Join the Lab
Memory is fascinating because it isn’t a single thing. There are multiple types of memory that serve different functions and are supported by different parts of the brain. In humans, different types of memory are often differentiated on the basis of peoples’ commentary about the subjective experiences associated with memory, such as “I remember what it was like to be there” or “I just knew I had seen them somewhere before.” Because we cannot get these sorts of reports from nonhuman animals, we have to come up with other clever ways of distinguishing one type of memory from others. Studying memory in monkeys helps us answer questions about which aspects of memory are general characteristics of primate memory and which are uniquely human (or uniquely monkey).
Watch any animal interact with the environment and you’ll see that it reacts to some objects as familiar and others as unfamiliar. But how would you know if an animal were remembering something absent, far away, or out of sight? To address this question, we’ve developed a recall test for monkeys in which they reproduce part of a remembered shape that is not present. This is similar to some human visual recall tests, in which subjects draw what they remember. We compared performance in this recall task to that in a recognition test, in which the image to be remembered is re-presented at test, and can be responded to as familiar. Performance by monkeys in these two tests shows a similar pattern to known human data. This suggests that the ability to recall absent information doesn't depend on language or anything else uniquely human. To research some of the innovative methods other labs have developed to tap the same aspect of memory, please visit Charles Menzel, Howard Eichenbaum, and Richard Morris.
The distinction between explicit memories (those memories we are aware of) and implicit memories (those we are unaware of) is central in taxonomies of human memory. In the lab, we study whether monkeys can access some aspect of their memory through several metacognitive paradigms. For example, monkeys demonstrate that they may "know when they know" by declining memory tests when they have forgotten or by seeking information only when ignorant. Other labs are working on related problems in nonhumans, for example: Sara Shettleworth, Herb Terrace, David Smith, David Washburn.
The figure and video depict a prospective test where the monkey can opt out of trials on which he has forgotten the studied image.

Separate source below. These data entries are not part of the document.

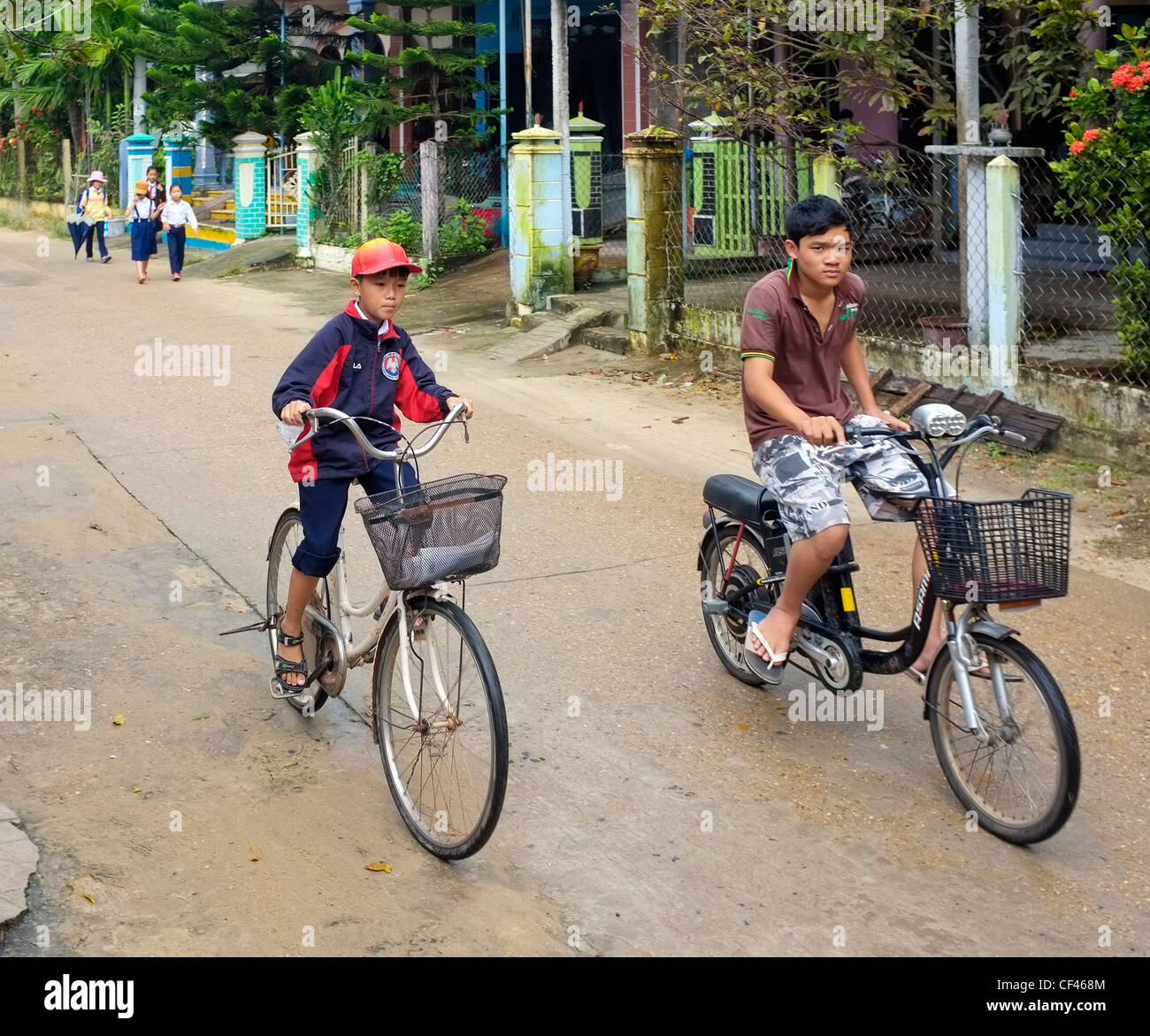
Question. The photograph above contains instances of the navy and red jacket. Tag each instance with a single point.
(366, 371)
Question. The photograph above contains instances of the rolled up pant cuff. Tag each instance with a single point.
(313, 564)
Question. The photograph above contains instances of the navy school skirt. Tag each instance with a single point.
(142, 238)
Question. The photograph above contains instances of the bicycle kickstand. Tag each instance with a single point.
(263, 625)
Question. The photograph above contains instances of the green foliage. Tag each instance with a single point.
(1107, 180)
(437, 83)
(42, 159)
(104, 150)
(463, 234)
(432, 272)
(218, 41)
(402, 227)
(777, 73)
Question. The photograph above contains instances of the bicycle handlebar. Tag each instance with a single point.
(395, 456)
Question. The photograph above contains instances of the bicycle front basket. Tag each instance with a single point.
(997, 549)
(436, 532)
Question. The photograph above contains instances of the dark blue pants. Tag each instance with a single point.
(98, 234)
(176, 238)
(321, 510)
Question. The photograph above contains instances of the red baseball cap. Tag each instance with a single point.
(380, 254)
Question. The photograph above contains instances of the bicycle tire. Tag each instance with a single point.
(311, 701)
(1065, 736)
(724, 632)
(382, 675)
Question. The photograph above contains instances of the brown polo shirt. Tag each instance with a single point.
(777, 325)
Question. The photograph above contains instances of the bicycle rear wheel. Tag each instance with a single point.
(1023, 785)
(728, 633)
(284, 540)
(447, 758)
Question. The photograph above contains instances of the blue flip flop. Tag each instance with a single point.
(767, 671)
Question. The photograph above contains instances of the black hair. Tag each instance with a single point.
(816, 215)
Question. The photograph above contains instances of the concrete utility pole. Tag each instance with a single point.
(502, 125)
(529, 113)
(562, 107)
(966, 110)
(139, 84)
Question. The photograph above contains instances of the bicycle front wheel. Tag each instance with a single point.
(443, 729)
(1024, 781)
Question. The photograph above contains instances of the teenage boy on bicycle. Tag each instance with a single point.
(364, 364)
(798, 334)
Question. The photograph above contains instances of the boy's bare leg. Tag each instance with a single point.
(809, 560)
(934, 622)
(299, 594)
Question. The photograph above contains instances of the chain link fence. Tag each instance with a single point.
(383, 195)
(905, 213)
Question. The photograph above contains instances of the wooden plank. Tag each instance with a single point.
(987, 403)
(909, 399)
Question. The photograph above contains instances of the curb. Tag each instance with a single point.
(19, 858)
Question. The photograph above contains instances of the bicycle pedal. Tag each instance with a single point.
(277, 691)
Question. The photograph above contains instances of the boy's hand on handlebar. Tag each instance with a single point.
(294, 413)
(889, 420)
(823, 432)
(455, 400)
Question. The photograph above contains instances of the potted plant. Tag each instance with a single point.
(1000, 134)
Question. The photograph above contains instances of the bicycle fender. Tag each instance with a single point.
(267, 556)
(993, 629)
(721, 523)
(987, 626)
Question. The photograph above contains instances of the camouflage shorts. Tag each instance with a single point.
(809, 486)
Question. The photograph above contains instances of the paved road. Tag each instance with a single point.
(679, 812)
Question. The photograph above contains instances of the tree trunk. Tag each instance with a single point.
(76, 129)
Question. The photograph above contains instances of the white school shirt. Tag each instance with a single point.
(179, 214)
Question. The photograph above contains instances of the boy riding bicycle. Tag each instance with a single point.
(798, 334)
(364, 364)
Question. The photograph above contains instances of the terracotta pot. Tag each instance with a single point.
(586, 262)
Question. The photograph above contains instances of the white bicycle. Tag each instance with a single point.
(437, 709)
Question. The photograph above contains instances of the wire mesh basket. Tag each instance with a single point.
(999, 549)
(436, 532)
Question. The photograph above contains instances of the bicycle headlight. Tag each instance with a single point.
(938, 418)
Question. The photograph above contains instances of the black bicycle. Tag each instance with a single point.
(1000, 725)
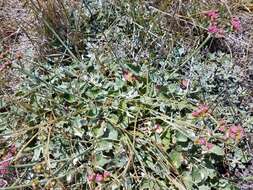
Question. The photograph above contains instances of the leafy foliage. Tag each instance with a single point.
(125, 106)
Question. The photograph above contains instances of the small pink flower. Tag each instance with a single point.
(184, 84)
(200, 111)
(202, 141)
(212, 14)
(106, 174)
(213, 29)
(99, 178)
(209, 146)
(92, 177)
(235, 132)
(5, 164)
(128, 76)
(236, 23)
(222, 128)
(158, 129)
(3, 183)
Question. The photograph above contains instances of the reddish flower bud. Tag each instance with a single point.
(236, 23)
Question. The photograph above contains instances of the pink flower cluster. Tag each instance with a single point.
(6, 162)
(99, 178)
(4, 65)
(236, 24)
(128, 76)
(213, 28)
(202, 141)
(201, 110)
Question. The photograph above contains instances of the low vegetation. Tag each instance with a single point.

Think of the last time you met a group of people and were told their names one-by-one. Which names you remember likely depends on the order in which you heard them, the number of names, and your prior familiarity with those names. One common finding is that our ability to remember items from a list of sequentially presented items follows a “U” shaped function, such that we remember the first and last items better than middle items. Indeed, most of the things we remember from our day-to-day lives happen in similar sequences, so understanding how memory for lists works is important for understanding normal memory. In the lab, we model this common memory situation in monkeys using lists of photographs. Other labs working on this problem in nonhumans include those of Herb Terrace and Tony Wright. The image to the right shows some of our findings about the effects of list position and image novelty on memory in monkeys, compared to typical human results.
- Memory for what, where, and when
A hallmark of episodic memory in humans is the experience of remembering having personally been there at the time the remembered event occurred. To model this kind of memory in monkeys, we are testing whether or not monkeys remember various aspects of the context in which memories were formed (begin a search for more information at the following labs: Nicky Clayton, Jon Crystal). The picture on the left shows a monkey looking for hidden food in one experiment that tested whether monkeys know what food they found, where they found it, and most importantly how long ago they had that experience.
- Future planning
Memory did not evolve in order to allow us to reminisce about the past. It evolved to allow past experience to guide current and future behavior. Humans use memory for planning all the time; we plan to repeat dinners we enjoyed, or to take an umbrella with us when we remember hearing rain predicted in the morning forecast. Our lab has explored whether monkeys can engage in simple planning that requires them to take an action now to satisfy a future need. Other researchers are also studying this same issue, including Nicky Clayton and Bill Roberts.